The busses, though carrying way more people than normal cars and vans, don’t seem to slow down at all. Zooming pass the red lights and never slowing down at the zebra lines, they are one of the terrors of the road with their enormous size and loud beeping horns. (I once saw a bus so overloaded that people were almost falling out of the windows)
Though the busses, cars and vans all know how to squeeze through floods of cars jamming up on the road, none of them is as skilled as the taxi. Taxi drivers are the most experienced of all the Beijing drivers, they can get to a destination way faster than normal cars could. Their small size is suitable for sliding through the gaps that are available in the road and they never wait for people to pass the road in front of them— they beep their horns and scare any souls that dare to stand in its way away.
The metros, faster even than the taxi (I wonder why), are the most crowded vehicles existing in Beijing. At the rush hour people are squeezed against each other like sardins in a can.
The traffic of Beijing is no joke, the pollution made by the increasing cars is one of the reasons why the smog exists.

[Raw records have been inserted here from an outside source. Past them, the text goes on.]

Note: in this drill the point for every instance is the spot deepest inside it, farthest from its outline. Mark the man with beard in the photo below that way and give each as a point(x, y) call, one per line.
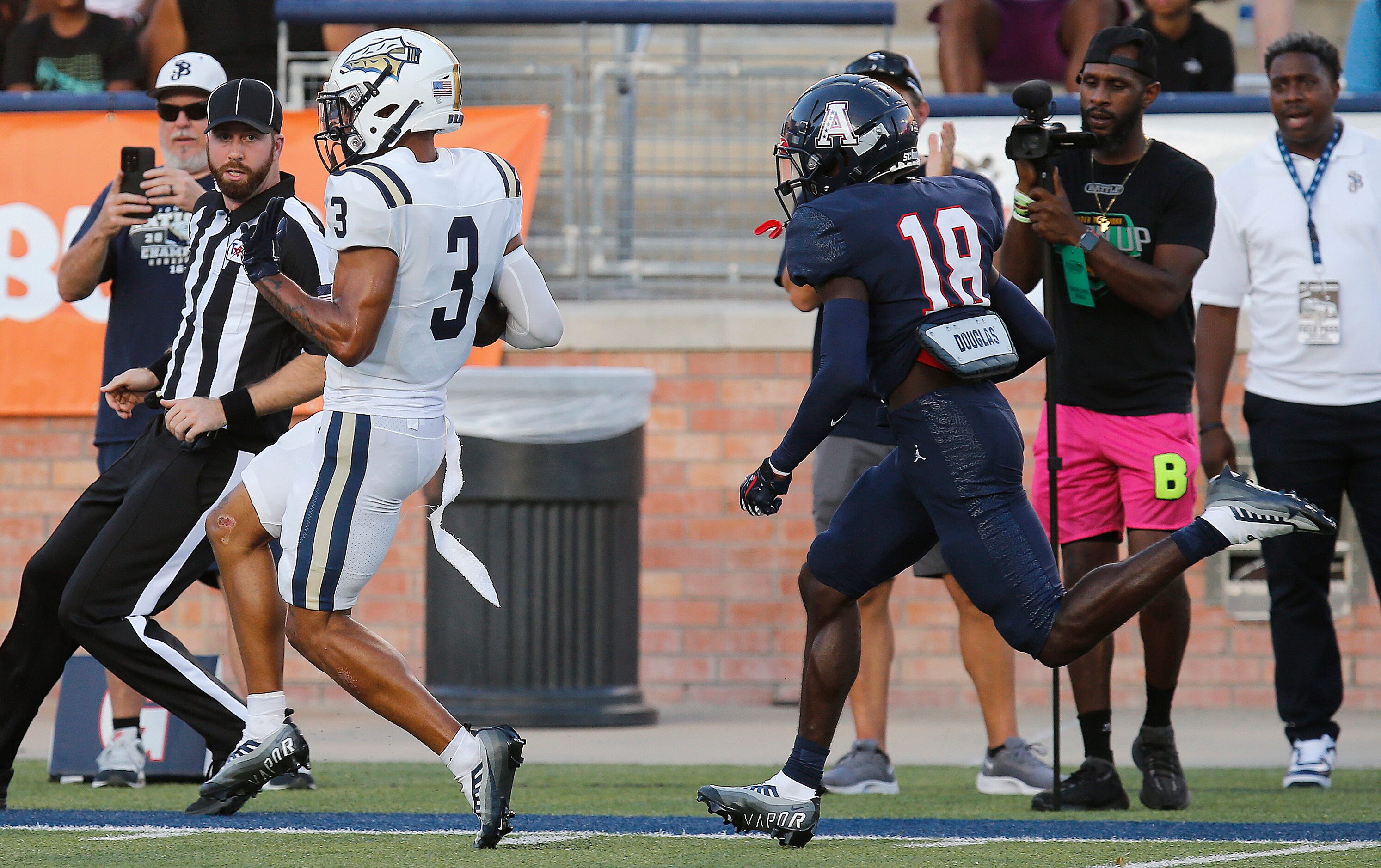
point(1300, 234)
point(141, 243)
point(1135, 216)
point(136, 538)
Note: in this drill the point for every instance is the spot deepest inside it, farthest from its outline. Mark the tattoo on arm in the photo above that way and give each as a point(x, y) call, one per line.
point(289, 300)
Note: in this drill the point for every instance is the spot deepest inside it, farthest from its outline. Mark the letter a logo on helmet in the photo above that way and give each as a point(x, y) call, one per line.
point(383, 54)
point(836, 125)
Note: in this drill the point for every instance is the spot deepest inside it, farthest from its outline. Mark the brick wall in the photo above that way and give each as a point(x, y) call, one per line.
point(721, 622)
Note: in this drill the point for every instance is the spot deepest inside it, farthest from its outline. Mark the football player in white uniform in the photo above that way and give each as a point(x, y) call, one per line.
point(426, 235)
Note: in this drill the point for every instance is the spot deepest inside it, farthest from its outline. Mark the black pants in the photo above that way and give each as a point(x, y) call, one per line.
point(1321, 453)
point(126, 550)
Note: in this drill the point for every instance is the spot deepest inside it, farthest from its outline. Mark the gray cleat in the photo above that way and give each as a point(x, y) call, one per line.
point(761, 809)
point(253, 764)
point(491, 784)
point(864, 769)
point(1015, 770)
point(1258, 513)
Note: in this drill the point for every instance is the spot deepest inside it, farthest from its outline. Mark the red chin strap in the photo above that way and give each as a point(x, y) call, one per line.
point(773, 228)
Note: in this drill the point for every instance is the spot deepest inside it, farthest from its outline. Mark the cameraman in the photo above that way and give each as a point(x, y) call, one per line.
point(1138, 214)
point(140, 245)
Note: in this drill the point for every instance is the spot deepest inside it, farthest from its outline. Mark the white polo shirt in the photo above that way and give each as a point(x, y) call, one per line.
point(1261, 251)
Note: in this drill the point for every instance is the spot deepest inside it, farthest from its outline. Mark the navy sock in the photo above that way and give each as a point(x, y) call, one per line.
point(807, 764)
point(1097, 727)
point(1158, 706)
point(1198, 540)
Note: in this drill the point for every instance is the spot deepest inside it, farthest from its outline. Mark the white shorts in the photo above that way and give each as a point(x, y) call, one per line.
point(332, 490)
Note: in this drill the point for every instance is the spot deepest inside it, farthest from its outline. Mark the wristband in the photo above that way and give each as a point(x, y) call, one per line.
point(238, 408)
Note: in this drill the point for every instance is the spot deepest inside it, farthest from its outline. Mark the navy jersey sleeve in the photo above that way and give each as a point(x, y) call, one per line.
point(815, 250)
point(108, 269)
point(1190, 213)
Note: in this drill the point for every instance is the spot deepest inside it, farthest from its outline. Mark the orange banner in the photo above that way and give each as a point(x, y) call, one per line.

The amount of cars in Beijing is so great that a new rule has been established:
from April 11 to July 10, 2010, the tail plate No. of the no-driving motor vehicles from Monday through Friday shall be 1 and 6, 2 and 7, 3 and 8, 4 and 9, 5 and 0, respectively (including temporary plate numbers; provided the plate number of any motor vehicle ends with an English alphabet, such an alphabet shall be treated as 0, similarly hereinafter);
(ii) from July 11 to October 9, 2009, the tail plate No. of the no-driving motor vehicles from Monday through Friday shall be 5 and 0, 1 and 6, 2 and 7, 3 and 8, 4 and 9, respectively;
(iii) from October 10, 2009 to January 8, 2010, the tail plate No. of the no-driving motor vehicles from Monday through Friday shall be 4 and 9, 5 and 0, 1 and 6, 2 and 7, 3 and 8, respectively;
(iv) from January 9 to April 10, 2010, the tail plate No. of the no-driving motor vehicles from Monday through Friday shall be 3 and 8, 4 and 9, 5 and 0, 1 and 6, 2 and 7, respectively.
The public transporting system is also designed so that more people would stand, not sit. The reason is simple: while standing, people take up less space than while sitting, therefore more space=more people=more money.